Adam Rainer was born in 1899 to parents of average height in Graz, Austria-Hungary. Very quickly, it appears that the young man is shorter than most children of his age. Then, as he grows and matures, it becomes evident that his stature is significantly shorter than the average man. At the age of 21, in 1920, he was only 1.18 m tall.
Doctors then officially consider him a “dwarf”. However, medical reports at the time point out that Rainer developed unusually large hands and feet for a man of his size (shoe size 43).
Too small to fight, he was thus refused in the army twice, in 1917 and 1918, to take part in the fighting of the First World War.
Then, at 21, everything changed. Adam is experiencing a significant growth spurt due to a tumor in the pituitary gland pressing against its pituitary gland which begins to produce large amounts of hormones.
At the age of 32, he has already grown a meter tall, reaching a height of 2.18 meters. Previously too small to fit into the military, he now towers over just about anyone he meets. He is then considered to be a giant.
A life of complications
Subsequently, a medical team will attempt to operate on Rainer to remove the tumor in the hope of preventing further growth. This operation seemed to have succeeded, its size having remained unchanged the following year. However, her spine had actually started to curl (scoliosis). In other words, Rainer was still growing. Less quickly, of course, but he was still growing.

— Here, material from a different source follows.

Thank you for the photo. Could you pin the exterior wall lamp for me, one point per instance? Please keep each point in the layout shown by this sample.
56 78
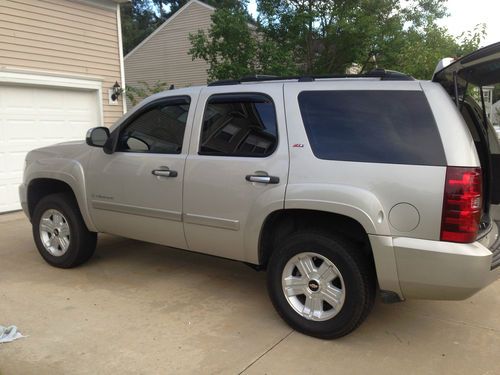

This incredible rate of growth has exhausted his body. Due to his very severe scoliosis, he had to remain bedridden until the end of his life in a home for “the elderly”, developing other complications. In particular, he became almost blind in his right eye and deaf in his left ear, and developed kyphosis, a deformity of the back caused by the excessive curvature of the spine.
In the meantime, the poor man had continued to grow. By his death on March 4, 1950, then aged 51, he had reached the size of 2.34 m. While during his early years he was considered one of Austria’s shortest men, he eventually became the tallest man in the country.